- How Scylla Writes Data
- Compaction Overview
- View Compaction Statistics
- Compaction strategy
- Size-tiered Compaction Strategy (STCS)
- Leveled Compaction Strategy (LCS)
- Time-window Compaction Strategy (TWCS)
- Date-tiered compaction strategy (DTCS)
- Changing Compaction Strategies or Properties
- Which Strategy is best to use
This document gives a high level overview of Compaction focusing on what compaction is, and how it works. There are separate documents which cover the CQL syntax for setting a compaction strategy and Compaction Strategy Matrix which covers how to decide which strategy works best.
Scylla’s write path follows the well-known Log Structured Merge (LSM) design for efficient writes that are immediately available for reads. Scylla is not the first project to use this method. Popular projects to use this method include Lucene Search Engine, Google BigTable, and Apache Cassandra.
Scylla writes its updates to a memory table (MemTable), and when that becomes too big, it is flushed to a new file. This file is sorted to make it easy to search and later merge. This is why the tables are known as Sorted String Tables or SSTables.
In time, two major problems start to appear. First, data in one SSTable which is later modified or deleted in another SSTable wastes space as both tables are present in the system. Second, when data is split across many SSTables, read requests are processed slower as many SSTables need to be read. Scylla mitigates the second problem by using a bloom filter and other techniques to avoid reading from SSTables that do not include the desired partition. However, as the number of SSTables grows, inevitably so do the number of disk blocks from which we need to read on every read query. For these reasons, as soon as enough SSTables have accumulated, Scylla performs a compaction.
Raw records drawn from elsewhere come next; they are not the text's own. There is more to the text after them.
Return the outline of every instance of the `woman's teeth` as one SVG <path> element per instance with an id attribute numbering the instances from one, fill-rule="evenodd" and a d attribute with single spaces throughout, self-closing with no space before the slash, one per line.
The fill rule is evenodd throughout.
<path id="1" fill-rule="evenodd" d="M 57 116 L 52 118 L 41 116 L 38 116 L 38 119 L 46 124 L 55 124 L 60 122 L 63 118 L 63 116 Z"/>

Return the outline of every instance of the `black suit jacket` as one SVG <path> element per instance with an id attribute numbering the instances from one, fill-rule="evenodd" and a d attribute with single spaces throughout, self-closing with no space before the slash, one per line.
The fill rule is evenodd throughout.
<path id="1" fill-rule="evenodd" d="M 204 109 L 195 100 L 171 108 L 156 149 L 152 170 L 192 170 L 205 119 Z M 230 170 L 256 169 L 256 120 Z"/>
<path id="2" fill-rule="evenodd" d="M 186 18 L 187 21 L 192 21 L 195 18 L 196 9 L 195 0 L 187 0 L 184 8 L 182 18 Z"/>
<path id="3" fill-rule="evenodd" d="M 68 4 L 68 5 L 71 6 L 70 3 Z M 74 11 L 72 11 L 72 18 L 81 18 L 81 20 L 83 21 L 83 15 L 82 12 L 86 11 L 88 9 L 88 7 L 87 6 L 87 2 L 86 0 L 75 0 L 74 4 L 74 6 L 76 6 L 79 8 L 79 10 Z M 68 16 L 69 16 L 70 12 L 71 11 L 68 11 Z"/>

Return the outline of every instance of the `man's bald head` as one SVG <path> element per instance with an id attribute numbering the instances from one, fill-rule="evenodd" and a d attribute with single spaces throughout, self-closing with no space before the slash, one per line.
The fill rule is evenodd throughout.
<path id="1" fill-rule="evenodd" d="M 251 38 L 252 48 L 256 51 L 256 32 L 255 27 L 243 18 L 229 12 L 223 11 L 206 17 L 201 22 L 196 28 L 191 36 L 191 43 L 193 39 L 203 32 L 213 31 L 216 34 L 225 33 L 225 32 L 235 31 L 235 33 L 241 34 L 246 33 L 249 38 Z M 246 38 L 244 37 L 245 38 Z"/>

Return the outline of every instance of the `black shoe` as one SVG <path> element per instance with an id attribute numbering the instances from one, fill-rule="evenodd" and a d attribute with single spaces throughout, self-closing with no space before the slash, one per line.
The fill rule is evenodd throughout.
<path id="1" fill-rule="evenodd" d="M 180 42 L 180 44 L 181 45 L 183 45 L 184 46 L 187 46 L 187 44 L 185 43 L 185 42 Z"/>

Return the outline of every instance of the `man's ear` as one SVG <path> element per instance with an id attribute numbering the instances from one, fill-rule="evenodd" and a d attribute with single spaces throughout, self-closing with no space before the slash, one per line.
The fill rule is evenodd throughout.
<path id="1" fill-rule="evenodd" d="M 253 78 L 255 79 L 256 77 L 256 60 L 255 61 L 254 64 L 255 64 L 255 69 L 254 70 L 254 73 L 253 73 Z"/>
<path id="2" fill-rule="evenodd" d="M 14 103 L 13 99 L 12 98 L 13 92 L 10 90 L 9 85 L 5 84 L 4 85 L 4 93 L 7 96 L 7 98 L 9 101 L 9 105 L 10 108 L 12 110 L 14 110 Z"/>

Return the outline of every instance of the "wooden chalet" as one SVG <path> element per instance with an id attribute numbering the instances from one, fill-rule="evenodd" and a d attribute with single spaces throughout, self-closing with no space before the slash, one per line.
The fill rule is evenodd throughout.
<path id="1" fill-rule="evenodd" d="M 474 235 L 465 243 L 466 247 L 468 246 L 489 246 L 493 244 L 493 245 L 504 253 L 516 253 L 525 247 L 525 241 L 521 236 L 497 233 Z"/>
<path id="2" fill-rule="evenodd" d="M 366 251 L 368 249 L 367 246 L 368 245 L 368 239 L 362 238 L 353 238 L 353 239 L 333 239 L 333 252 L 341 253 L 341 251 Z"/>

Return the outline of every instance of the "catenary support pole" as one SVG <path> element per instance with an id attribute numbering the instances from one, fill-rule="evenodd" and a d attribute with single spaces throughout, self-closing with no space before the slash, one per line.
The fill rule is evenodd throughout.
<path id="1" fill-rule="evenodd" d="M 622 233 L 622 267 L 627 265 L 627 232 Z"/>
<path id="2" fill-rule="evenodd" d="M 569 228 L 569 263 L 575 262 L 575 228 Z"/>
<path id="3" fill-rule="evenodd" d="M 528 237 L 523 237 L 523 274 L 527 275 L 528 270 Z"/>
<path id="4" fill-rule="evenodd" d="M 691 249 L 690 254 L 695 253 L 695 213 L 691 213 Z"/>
Compaction merges several SSTables into one new SSTable which contains only the live data from the input SSTables. Merging several sorted files to get a sorted result is an efficient process, and this is the main reason why SSTables are kept sorted.
There are two types of compactions:
- Minor Compaction
- Scylla automatically triggers a compaction of some SSTables, according to a compaction strategy (as described below). This is the recommended method.
- Major Compaction
- A user triggers (using nodetool) a compaction over all SSTables, merging the individual tables into a single huge SSTable.
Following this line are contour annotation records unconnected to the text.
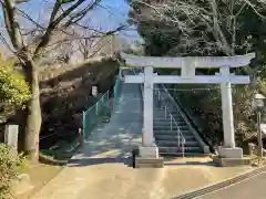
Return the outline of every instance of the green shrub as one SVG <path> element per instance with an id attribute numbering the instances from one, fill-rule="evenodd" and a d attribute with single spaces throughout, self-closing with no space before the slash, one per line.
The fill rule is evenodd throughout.
<path id="1" fill-rule="evenodd" d="M 13 69 L 14 63 L 14 60 L 3 60 L 0 55 L 0 102 L 20 106 L 31 95 L 23 75 Z"/>
<path id="2" fill-rule="evenodd" d="M 22 155 L 17 155 L 7 145 L 0 144 L 0 199 L 13 198 L 11 182 L 24 161 Z"/>

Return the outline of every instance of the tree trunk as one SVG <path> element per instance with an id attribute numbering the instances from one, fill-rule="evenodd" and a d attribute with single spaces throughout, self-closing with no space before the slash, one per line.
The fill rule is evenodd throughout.
<path id="1" fill-rule="evenodd" d="M 27 104 L 24 150 L 29 155 L 31 164 L 38 164 L 39 137 L 41 129 L 41 105 L 38 69 L 33 61 L 27 61 L 23 69 L 30 91 L 32 93 L 32 97 Z"/>

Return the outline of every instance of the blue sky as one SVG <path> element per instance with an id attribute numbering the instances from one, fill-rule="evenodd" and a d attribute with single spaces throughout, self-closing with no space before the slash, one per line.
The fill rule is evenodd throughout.
<path id="1" fill-rule="evenodd" d="M 48 10 L 51 10 L 54 0 L 31 0 L 28 3 L 20 6 L 21 9 L 25 10 L 27 13 L 34 19 L 49 18 Z M 113 30 L 115 27 L 124 23 L 127 20 L 129 4 L 125 0 L 102 0 L 101 4 L 106 8 L 95 9 L 91 15 L 92 20 L 90 25 L 101 27 L 102 30 Z M 123 31 L 120 33 L 123 38 L 129 41 L 134 41 L 137 38 L 136 31 Z"/>

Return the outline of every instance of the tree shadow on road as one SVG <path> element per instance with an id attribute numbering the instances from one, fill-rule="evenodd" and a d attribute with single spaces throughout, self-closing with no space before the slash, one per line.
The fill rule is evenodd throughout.
<path id="1" fill-rule="evenodd" d="M 165 166 L 209 166 L 217 167 L 213 161 L 185 161 L 185 163 L 165 163 Z"/>

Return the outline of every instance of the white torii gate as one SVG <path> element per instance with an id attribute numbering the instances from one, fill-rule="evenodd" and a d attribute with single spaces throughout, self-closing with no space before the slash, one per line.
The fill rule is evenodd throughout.
<path id="1" fill-rule="evenodd" d="M 153 86 L 154 84 L 221 84 L 224 146 L 219 147 L 222 157 L 241 158 L 243 151 L 235 147 L 234 118 L 231 84 L 248 84 L 247 75 L 234 75 L 231 67 L 246 66 L 255 57 L 255 53 L 236 56 L 186 56 L 186 57 L 155 57 L 136 56 L 121 53 L 125 64 L 132 67 L 144 67 L 144 74 L 125 75 L 125 83 L 144 83 L 144 124 L 145 133 L 143 156 L 158 157 L 153 135 Z M 181 76 L 155 75 L 153 67 L 181 69 Z M 215 75 L 196 75 L 197 69 L 219 69 Z M 155 148 L 155 149 L 154 149 Z M 143 151 L 145 150 L 146 151 Z"/>

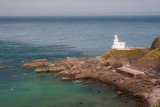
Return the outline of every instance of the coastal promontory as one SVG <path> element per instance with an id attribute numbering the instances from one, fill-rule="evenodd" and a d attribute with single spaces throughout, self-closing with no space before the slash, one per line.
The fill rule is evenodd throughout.
<path id="1" fill-rule="evenodd" d="M 159 107 L 160 101 L 160 38 L 150 47 L 110 49 L 96 58 L 47 59 L 24 63 L 36 72 L 57 72 L 62 80 L 98 81 L 117 94 L 131 95 L 140 107 Z M 57 75 L 57 73 L 56 73 Z"/>

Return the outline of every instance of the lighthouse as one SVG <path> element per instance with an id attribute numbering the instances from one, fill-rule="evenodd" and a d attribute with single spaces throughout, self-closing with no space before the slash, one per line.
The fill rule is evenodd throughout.
<path id="1" fill-rule="evenodd" d="M 113 49 L 125 49 L 126 43 L 125 42 L 119 42 L 118 36 L 115 35 L 113 39 Z"/>

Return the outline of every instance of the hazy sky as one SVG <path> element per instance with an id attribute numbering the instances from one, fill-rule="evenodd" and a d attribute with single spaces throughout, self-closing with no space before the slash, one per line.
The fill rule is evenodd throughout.
<path id="1" fill-rule="evenodd" d="M 160 0 L 0 0 L 0 16 L 160 15 Z"/>

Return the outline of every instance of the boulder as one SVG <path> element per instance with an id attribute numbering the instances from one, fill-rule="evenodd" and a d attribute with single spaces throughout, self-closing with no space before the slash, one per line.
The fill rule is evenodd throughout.
<path id="1" fill-rule="evenodd" d="M 11 66 L 0 66 L 0 68 L 10 68 Z"/>
<path id="2" fill-rule="evenodd" d="M 45 66 L 50 66 L 54 65 L 52 62 L 49 62 L 47 59 L 38 59 L 38 60 L 33 60 L 31 62 L 27 62 L 23 64 L 24 68 L 37 68 L 37 67 L 45 67 Z"/>
<path id="3" fill-rule="evenodd" d="M 52 72 L 52 71 L 63 71 L 66 70 L 64 66 L 46 66 L 46 67 L 37 67 L 36 72 Z"/>
<path id="4" fill-rule="evenodd" d="M 160 48 L 160 37 L 155 38 L 155 40 L 152 42 L 152 45 L 150 47 L 151 50 Z"/>

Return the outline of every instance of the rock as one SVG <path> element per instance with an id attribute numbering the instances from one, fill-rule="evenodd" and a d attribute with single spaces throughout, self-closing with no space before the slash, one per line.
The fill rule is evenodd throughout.
<path id="1" fill-rule="evenodd" d="M 155 38 L 155 40 L 152 42 L 152 45 L 150 47 L 151 50 L 160 48 L 160 37 Z"/>
<path id="2" fill-rule="evenodd" d="M 54 65 L 52 62 L 49 62 L 47 59 L 38 59 L 38 60 L 33 60 L 31 62 L 27 62 L 23 64 L 24 68 L 37 68 L 37 67 L 45 67 L 45 66 L 50 66 Z"/>
<path id="3" fill-rule="evenodd" d="M 52 72 L 52 71 L 63 71 L 66 70 L 64 66 L 46 66 L 46 67 L 37 67 L 36 72 Z"/>
<path id="4" fill-rule="evenodd" d="M 61 79 L 62 79 L 62 80 L 65 80 L 65 81 L 66 81 L 66 80 L 71 80 L 71 78 L 69 78 L 69 77 L 62 77 Z"/>
<path id="5" fill-rule="evenodd" d="M 123 92 L 122 92 L 122 91 L 117 91 L 117 94 L 118 94 L 118 95 L 122 95 Z"/>
<path id="6" fill-rule="evenodd" d="M 0 66 L 0 68 L 11 68 L 11 66 Z"/>

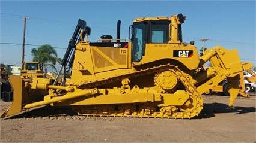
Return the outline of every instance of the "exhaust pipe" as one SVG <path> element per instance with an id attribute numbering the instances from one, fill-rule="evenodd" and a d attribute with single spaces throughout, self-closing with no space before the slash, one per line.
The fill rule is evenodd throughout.
<path id="1" fill-rule="evenodd" d="M 121 27 L 121 20 L 118 20 L 117 23 L 117 42 L 120 42 L 120 27 Z"/>

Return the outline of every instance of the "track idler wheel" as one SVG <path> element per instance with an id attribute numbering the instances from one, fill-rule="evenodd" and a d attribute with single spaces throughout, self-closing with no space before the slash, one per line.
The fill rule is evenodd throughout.
<path id="1" fill-rule="evenodd" d="M 163 93 L 170 93 L 177 86 L 178 78 L 176 74 L 171 71 L 157 73 L 154 78 L 155 85 Z"/>

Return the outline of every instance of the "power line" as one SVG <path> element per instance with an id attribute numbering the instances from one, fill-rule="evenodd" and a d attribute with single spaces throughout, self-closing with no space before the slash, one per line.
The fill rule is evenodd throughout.
<path id="1" fill-rule="evenodd" d="M 10 43 L 10 42 L 0 42 L 0 44 L 2 45 L 22 45 L 22 44 L 20 43 Z M 41 45 L 35 45 L 35 44 L 25 44 L 25 45 L 30 45 L 30 46 L 35 46 L 35 47 L 41 47 Z M 60 47 L 52 47 L 54 48 L 59 48 L 59 49 L 65 49 L 67 50 L 67 48 L 60 48 Z"/>
<path id="2" fill-rule="evenodd" d="M 252 44 L 252 43 L 231 42 L 231 41 L 217 40 L 217 39 L 212 39 L 210 41 L 216 41 L 216 42 L 222 42 L 233 43 L 233 44 L 246 44 L 246 45 L 255 45 L 255 44 Z"/>

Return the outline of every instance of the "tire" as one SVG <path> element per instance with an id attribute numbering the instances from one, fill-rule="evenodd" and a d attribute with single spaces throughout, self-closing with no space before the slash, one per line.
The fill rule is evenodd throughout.
<path id="1" fill-rule="evenodd" d="M 245 84 L 245 92 L 251 92 L 252 91 L 252 86 L 249 84 Z"/>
It is always best to allow Scylla to automatically run minor compactions. Major compactions can exaust resources, increase operational costs, and take up valuable disk space. For these reasons, major compactions should be avoided and are not reccomended for any production system.
Scylla has tools you can use to see the status of your compactions. These include nodetool (compactionhistory and compactionstats) and the Grafana dashboards which are part of the Scylla Monitoring Stack which display the compaction statistics on a per cluster and per node basis. Compaction errors can be seen in the logs.
A compaction strategy is what determines which of the SSTables will be compacted, and when. The following compaction strategies are available and are described in greater detail below. For a matrix which compares each strategy to its workload, refer to Compaction Strategy Matrix
- Size-tiered compaction strategy (STCS) - (default setting) triggered when the system has enough similarly sized SSTables.
- Leveled compaction strategy (LCS) - the system uses small, fixed-size (by default 160 MB) SSTables divided into different levels and lowers both Read and Space Amplification.
- Time-window compaction strategy (TWCS) - designed for time series data and puts data in time order. This strategy replaced Date-tiered compaction. Compaction is triggered when the time window closes.
- Date-tiered compaction strategy (DTCS) - designed for time series data, but TWCS should be used instead.
Compaction strategies are set as part of the
ALTER statement when creating or altering tables. Refer to the CQL syntax for details.
Changing the parameters for compaction strategies or changing from one strategy to another (using the
ALTER statement) can create issues. See Changing Compaction Strategies or Properties for more information.
The premise of
SizeTieredCompactionStrategy (STCS) is to merge SSTables of approximately the same size.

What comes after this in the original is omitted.